Nel giorno del primo voto del Parlamento in seduta comune – scontata la fumata nera in un diluvio di schede bianche e voti “burla”, da Amadeus a Signorini – fuori dall’aula è il giorno degli incontri. Scende in campo Draghi che vede Salvini e Letta. Nel pomeriggio si apre il dialogo tra il leader della Lega e quello del Pd. Un lungo incontro che apre il dialogo, si rivedranno oggi. Salvini vede anche Conte, che poi sente il premier. “Positivo che si dialoghi”, dicono Meloni e Giorgetti. Ma la soluzione non c'è ancora. “Draghi non è la sola carta, per eleggerlo serve un accordo sul governo”, dice Renzi toccando il nervo scoperto: la partita è doppia e il Quirinale si porta dietro anche Palazzo Chigi. Per questo il nodo resta ingarbugliato.

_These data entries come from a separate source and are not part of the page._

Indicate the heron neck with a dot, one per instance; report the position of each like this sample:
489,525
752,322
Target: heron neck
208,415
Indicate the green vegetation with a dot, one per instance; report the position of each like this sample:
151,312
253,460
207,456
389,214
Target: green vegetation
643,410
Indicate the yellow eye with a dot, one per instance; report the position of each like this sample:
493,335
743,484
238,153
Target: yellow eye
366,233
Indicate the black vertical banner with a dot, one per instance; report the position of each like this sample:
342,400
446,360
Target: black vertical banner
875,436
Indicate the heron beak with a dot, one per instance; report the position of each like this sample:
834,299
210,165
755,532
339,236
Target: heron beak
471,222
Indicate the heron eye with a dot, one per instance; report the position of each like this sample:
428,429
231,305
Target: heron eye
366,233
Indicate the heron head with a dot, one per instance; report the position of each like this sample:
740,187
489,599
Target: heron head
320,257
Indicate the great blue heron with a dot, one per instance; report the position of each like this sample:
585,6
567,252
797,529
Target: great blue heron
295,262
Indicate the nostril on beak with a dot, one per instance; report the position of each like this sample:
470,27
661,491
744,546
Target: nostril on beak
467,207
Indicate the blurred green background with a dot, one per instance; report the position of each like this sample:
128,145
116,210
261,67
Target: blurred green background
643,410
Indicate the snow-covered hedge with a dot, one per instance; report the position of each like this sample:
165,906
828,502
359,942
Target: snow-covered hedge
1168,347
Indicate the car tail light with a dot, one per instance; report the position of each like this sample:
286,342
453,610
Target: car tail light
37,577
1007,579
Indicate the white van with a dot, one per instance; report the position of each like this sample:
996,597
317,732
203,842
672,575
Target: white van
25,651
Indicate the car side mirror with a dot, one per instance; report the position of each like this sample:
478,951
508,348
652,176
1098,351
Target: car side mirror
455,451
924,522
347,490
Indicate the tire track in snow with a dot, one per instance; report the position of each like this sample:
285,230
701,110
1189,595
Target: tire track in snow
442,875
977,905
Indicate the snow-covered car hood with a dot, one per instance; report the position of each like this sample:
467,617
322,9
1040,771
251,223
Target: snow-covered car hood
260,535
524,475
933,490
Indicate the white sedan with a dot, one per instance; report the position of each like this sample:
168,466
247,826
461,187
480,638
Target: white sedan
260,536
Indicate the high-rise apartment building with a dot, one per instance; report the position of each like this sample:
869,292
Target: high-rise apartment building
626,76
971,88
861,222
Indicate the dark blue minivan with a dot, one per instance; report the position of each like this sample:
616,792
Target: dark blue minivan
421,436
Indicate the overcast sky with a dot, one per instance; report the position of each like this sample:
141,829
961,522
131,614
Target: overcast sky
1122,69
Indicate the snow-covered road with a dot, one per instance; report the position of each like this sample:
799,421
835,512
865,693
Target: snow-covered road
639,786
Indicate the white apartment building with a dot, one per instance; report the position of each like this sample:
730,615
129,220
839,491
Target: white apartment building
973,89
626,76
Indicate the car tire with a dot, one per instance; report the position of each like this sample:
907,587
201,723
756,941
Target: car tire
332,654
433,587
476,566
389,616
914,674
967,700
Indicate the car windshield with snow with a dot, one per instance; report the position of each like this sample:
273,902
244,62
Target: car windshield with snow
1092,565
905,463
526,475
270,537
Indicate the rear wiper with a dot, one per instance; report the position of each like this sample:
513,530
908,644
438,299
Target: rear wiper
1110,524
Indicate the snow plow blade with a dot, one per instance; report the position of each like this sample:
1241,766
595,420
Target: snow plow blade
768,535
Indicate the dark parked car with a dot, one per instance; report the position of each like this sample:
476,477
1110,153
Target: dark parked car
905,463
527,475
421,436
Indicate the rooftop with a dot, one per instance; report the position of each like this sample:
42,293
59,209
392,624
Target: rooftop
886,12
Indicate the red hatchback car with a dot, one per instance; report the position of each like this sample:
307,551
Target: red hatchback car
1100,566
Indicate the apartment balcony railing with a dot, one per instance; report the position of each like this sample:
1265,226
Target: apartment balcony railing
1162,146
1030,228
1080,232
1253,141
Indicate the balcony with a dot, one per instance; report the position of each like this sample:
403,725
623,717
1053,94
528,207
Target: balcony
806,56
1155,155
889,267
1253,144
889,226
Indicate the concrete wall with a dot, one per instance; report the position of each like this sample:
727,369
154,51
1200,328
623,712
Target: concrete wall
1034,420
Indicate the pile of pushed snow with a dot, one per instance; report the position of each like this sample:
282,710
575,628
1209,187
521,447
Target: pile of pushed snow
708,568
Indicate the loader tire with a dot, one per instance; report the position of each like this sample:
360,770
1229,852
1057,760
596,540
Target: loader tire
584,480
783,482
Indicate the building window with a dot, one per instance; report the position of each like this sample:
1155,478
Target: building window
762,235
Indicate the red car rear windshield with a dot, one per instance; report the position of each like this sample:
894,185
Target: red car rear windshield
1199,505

 — Palazzo degli Elefanti di nuovo in bilico. La Prefettura di Catania ha inviato una nota al Comune segnalando il “ritorno in vita” della sospensione dalla carica del sindaco Salvo Pogliese, in  applicazione della legge Severino. Il primo cittadino è stato condannato il 23 luglio 2020 dal Tribunale di Palermo per peculato a 4 anni e 3 mesi di reclusione nel processo su rimborsi all’Ars come vicepresidente del gruppo del Pdl. Era stato sospeso dalla Prefettura l’indomani della sentenza, ma era tornato in carica il 5 dicembre del 2020 dopo un ricorso dei suoi legali al Tribunale civile. La nuova decisione arriva dopo un intervento della Corte Costituzionale.  “In maniera del tutto inaspettata mi ritrovo a commentare l’ennesimo atto che riporta indietro le lancette della mia esperienza da sindaco”, commenta Pogliese cxhe aggiunge:  "Astenendomi per sensibilità istituzionale dallo svolgimento delle funzioni di sindaco aspetterò i chiarimenti del caso prima di fare tutte le opportune valutazioni e assumere scelte consequenziali”. Il caso  Catania entra così nel risiko della politica regionale, con un’altra casella che potrebbe aggiungersi: se Pogliese si dimettesse subtio, per il Comune di Catania si voterebbe a maggio insieme con Palermo e Messina.  —.  Primo calo degli attualmente positivi in Italia dalla fine di ottobre: ieri le persone in attesa di guarigione dal covid sono 2.709.857, con una diminuzione di 25.049 nelle ultime 24 ore. Dall’inizio della pandemia sono oltre 10 milioni gli italiani contagiati dal Covid. Il generale Francesco Paolo Figliuolo, commissario straordinario all’emergenza Covid, conferma che "siamo arrivati al plateau della curva per ciò che riguarda l'Omicron e si sta andando in discesa”. Le Regioni tornano a invocare una revisione delle regole a partire dalla modifica del sistema dei colori, per cominciare a ragionare sull'uscita dall’emergenza.

Venti di guerra sull'Ucraina. Il mondo con il fiato sospeso. La Nato schiera navi e jet: “Faremo quanto necessario a difesa degli alleati”. Biden valuta l’invio di truppe e chiamerà i  leader europei (Macron, Scholz, Draghi), von der Leyen, Michel, Stoltenberg. L’Europa pensa alle sanzioni. 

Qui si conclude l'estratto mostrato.